In Folge wurde die (geschätzte) Unternehmensgröße bzw. wirtschaftliche Leistungsfähigkeit im Sinne der Leitlinien berücksichtigt und eine Anpassung auf 1,6% des Ausgangsbetrags vorgenommen, um insbesondere die Verhältnismäßigkeit der Geldbuße nach Art. 83 Abs. 1 DSGVO sicherzustellen.
Es liegen über die bereits für die Feststellung des Schweregrades berücksichtigenden Umstände keine weiteren erschwerenden Strafbemessungsgründe vor. Dieser Betrag wurde schließlich aufgrund der untenstehenden Milderungsgründe reduziert:
- Gegen die Beschuldigte liegen bei der Datenschutzbehörde keinerlei einschlägige frühere Verstöße gegen die DSGVO vor (Art. 83 Abs. 2 lit. e DSGVO).
- Die Beschuldigte hat im Rahmen des gegenständlichen Ermittlungsverfahrens mitgewirkt und dadurch einen Beitrag zur Wahrheitsfindung geleistet (Art. 83 Abs. 2 lit. f und k DSGVO).
Bei der Bemessung der Strafe dürfen nach ständiger Rechtsprechung des VwGH auch Überlegungen der Spezialprävention und Generalprävention einbezogen werden (vgl. VwGH 15.05.1990, 89/02/0093, VwGH 22.04.1997, 96/04/0253, VwGH 29.01.1991, 89/04/0061). Auch nach Art. 83 Abs. 1 DSGVO muss sichergestellt werden, dass jede Geldbuße durch die Datenschutzbehörde für festgestellte Verstöße wirksam, abschreckend und verhältnismäßig ist.
Somit kann im Sinne dieser Voraussetzungen die Geldbuße im Einzelfall nochmals erhöht oder reduziert werden.
Die Verhängung der konkreten Geldstrafe war bereits im Sinne der Spezialprävention notwendig, um die Beschuldigte in Bezug auf ihre Pflichten als Verantwortliche, insbesondere die Pflicht zur Befolgung einer Anweisung der Aufsichtsbehörde zu sensibilisieren und von der Begehung weiterer strafbarer Handlungen gleicher Art abzuhalten. Nicht mildern berücksichtigt werden konnte, entgegen der Ansicht der Beschuldigten, dass die Erfüllung des Leistungsauftrages erst fünf Monate später erfolgte. Die Behauptung, dass die Umstellung einen Zeitraum beansprucht, welcher länger als zehn Wochen benötige, war ausschließlich als Schutzbehauptung zu werten, insbesondere da eine etwaige Verlängerung der Leistungsfrist auch kein Thema vor dem BVwG war. So sah auch dieses die Frist von zehn Wochen als ausreichend an.

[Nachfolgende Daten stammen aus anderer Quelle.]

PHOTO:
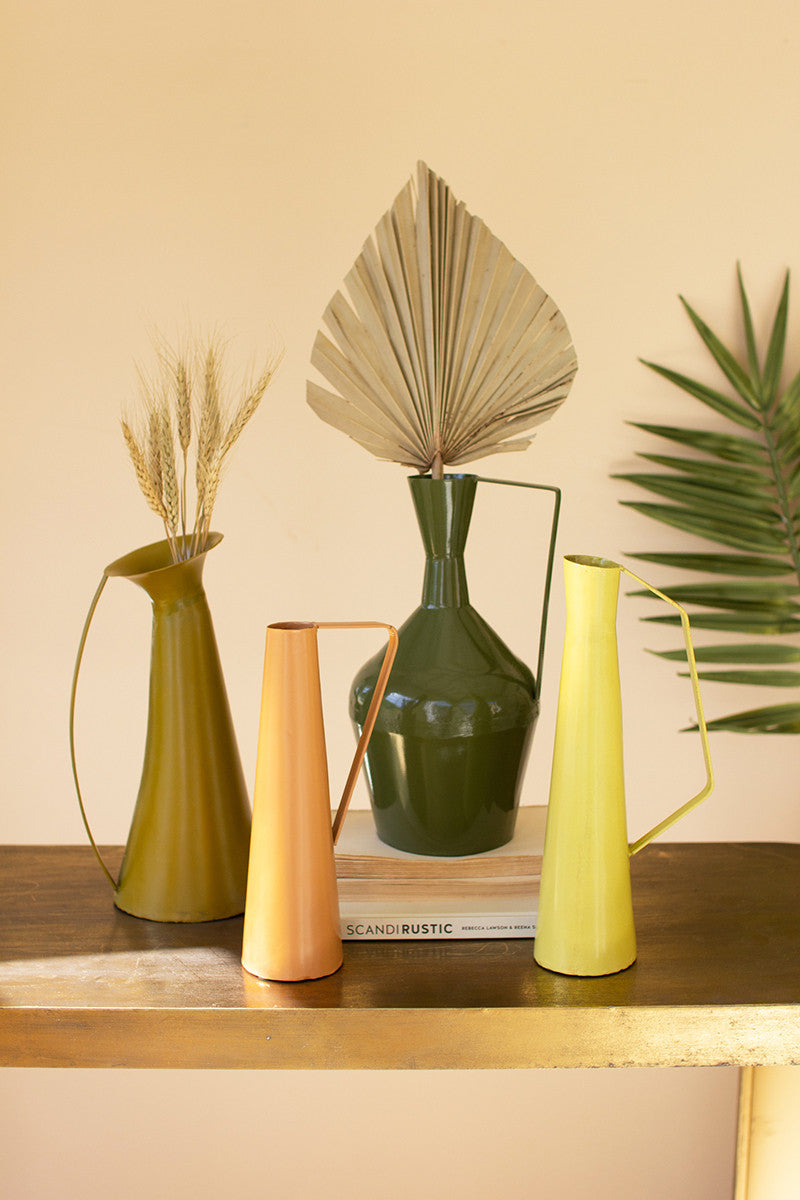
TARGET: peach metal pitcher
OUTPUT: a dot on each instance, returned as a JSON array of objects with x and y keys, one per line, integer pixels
[
  {"x": 292, "y": 916},
  {"x": 585, "y": 913}
]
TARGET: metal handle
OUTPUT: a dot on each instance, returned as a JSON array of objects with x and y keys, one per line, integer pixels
[
  {"x": 372, "y": 712},
  {"x": 548, "y": 573},
  {"x": 701, "y": 724},
  {"x": 72, "y": 726}
]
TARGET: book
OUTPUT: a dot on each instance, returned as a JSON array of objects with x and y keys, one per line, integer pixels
[{"x": 390, "y": 894}]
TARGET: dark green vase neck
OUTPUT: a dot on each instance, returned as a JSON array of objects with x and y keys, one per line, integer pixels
[{"x": 444, "y": 508}]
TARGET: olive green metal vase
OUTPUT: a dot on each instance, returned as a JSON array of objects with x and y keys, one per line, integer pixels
[
  {"x": 451, "y": 741},
  {"x": 186, "y": 855}
]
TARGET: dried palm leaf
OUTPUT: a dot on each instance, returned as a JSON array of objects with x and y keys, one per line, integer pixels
[{"x": 444, "y": 348}]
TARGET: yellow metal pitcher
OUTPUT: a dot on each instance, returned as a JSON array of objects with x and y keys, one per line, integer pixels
[
  {"x": 292, "y": 916},
  {"x": 585, "y": 916}
]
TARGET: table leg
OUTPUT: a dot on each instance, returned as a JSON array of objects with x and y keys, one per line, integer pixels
[{"x": 768, "y": 1146}]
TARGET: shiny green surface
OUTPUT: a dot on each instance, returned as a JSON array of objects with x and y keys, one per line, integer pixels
[
  {"x": 186, "y": 856},
  {"x": 447, "y": 754}
]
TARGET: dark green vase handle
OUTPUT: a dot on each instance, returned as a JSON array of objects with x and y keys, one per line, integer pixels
[
  {"x": 72, "y": 725},
  {"x": 551, "y": 559}
]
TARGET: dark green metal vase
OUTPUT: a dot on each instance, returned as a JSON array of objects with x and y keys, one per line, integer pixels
[{"x": 447, "y": 753}]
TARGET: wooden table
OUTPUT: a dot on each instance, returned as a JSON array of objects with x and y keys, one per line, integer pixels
[{"x": 717, "y": 981}]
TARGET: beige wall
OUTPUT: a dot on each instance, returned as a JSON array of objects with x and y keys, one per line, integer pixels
[{"x": 208, "y": 163}]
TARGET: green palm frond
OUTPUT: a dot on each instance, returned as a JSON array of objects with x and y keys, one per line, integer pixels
[{"x": 740, "y": 490}]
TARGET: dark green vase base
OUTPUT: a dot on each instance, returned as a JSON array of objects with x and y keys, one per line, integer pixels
[{"x": 457, "y": 801}]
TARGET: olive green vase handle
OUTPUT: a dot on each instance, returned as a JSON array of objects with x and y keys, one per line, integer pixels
[
  {"x": 72, "y": 725},
  {"x": 548, "y": 570}
]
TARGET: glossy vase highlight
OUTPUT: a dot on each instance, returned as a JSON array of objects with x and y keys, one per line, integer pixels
[
  {"x": 447, "y": 755},
  {"x": 585, "y": 913},
  {"x": 292, "y": 918},
  {"x": 186, "y": 855}
]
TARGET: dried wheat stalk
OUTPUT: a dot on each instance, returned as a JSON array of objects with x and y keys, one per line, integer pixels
[
  {"x": 443, "y": 348},
  {"x": 160, "y": 442}
]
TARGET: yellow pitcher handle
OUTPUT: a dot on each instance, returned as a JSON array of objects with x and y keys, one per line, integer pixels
[
  {"x": 701, "y": 724},
  {"x": 72, "y": 726},
  {"x": 372, "y": 713}
]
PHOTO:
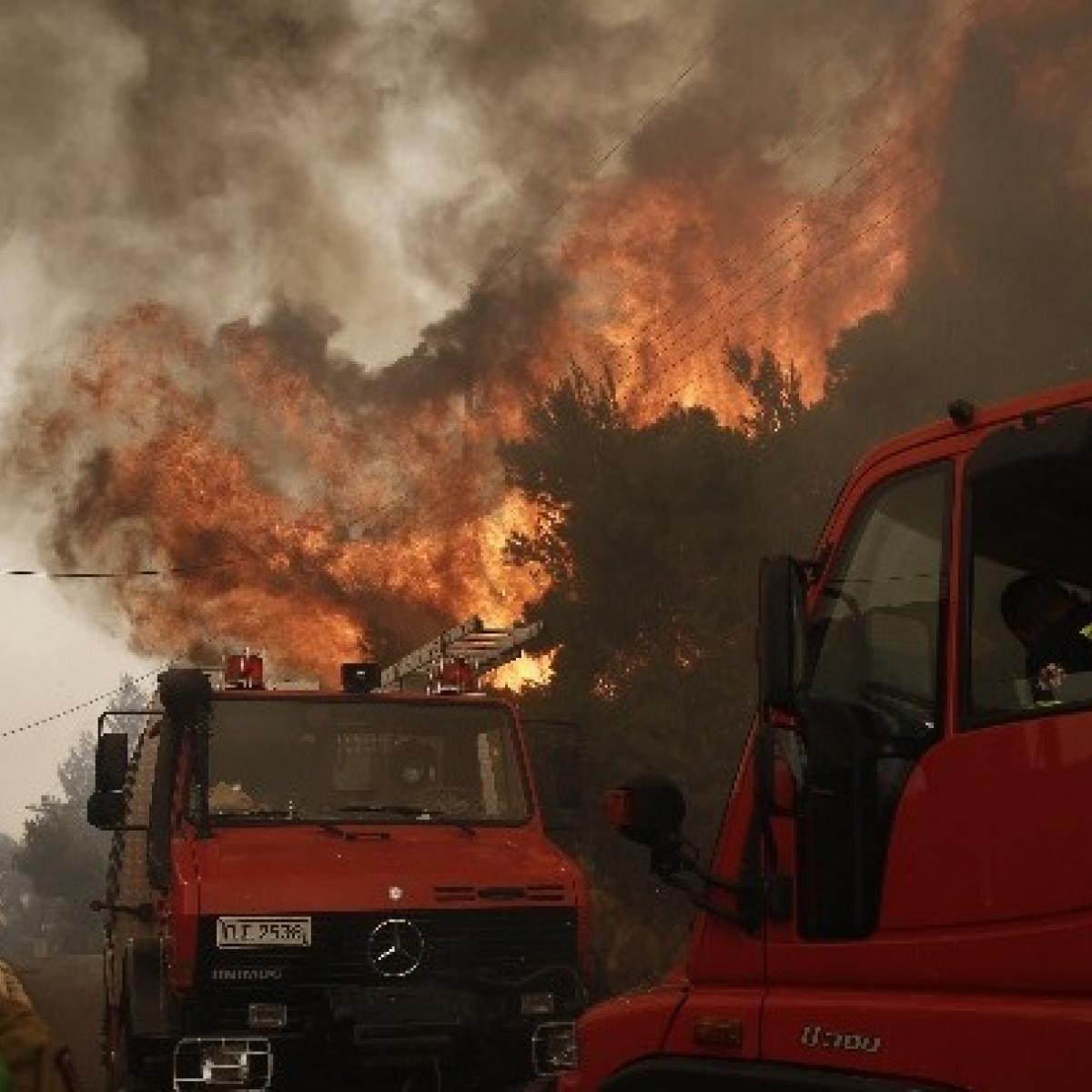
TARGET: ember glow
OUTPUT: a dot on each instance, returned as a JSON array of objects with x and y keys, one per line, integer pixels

Die Verhängung der Geldstrafe war darüber hinaus auch im Sinne der Generalprävention erforderlich, um Verantwortliche im Hinblick auf den festgestellten Verstoß zu sensibilisieren. Der Befolgung eines Leistungsauftrages der Aufsichtsbehörde ist essentieller Bestandteil, dass diese ihre Grundaufgabe der rechtmäßigen Einhaltung und Überwachung der DSGVO wahrnehmen und auf rechtmäßige Verarbeitungsvorgänge hinwirken kann.
Gemessen daran erscheint die im Ergebnis konkret verhängte Strafe in der Höhe von EUR 6.200,- im Hinblick auf den verwirklichten Tatunwert, gemessen am zur Verfügung stehenden Strafrahmen des Art. 83 Abs. 6 DSGVO (hier bis zu EUR 20.000.000) tat- und schuldangemessen und befindet sich am untersten Ende des zur Verfügung stehenden Strafrahmens (0,03%).
Ein (noch) niedrigerer Strafbetrag würde den zentralen Voraussetzungen einer Geldbuße in Art. 83 Abs. 1 DSGVO nicht gerecht werden.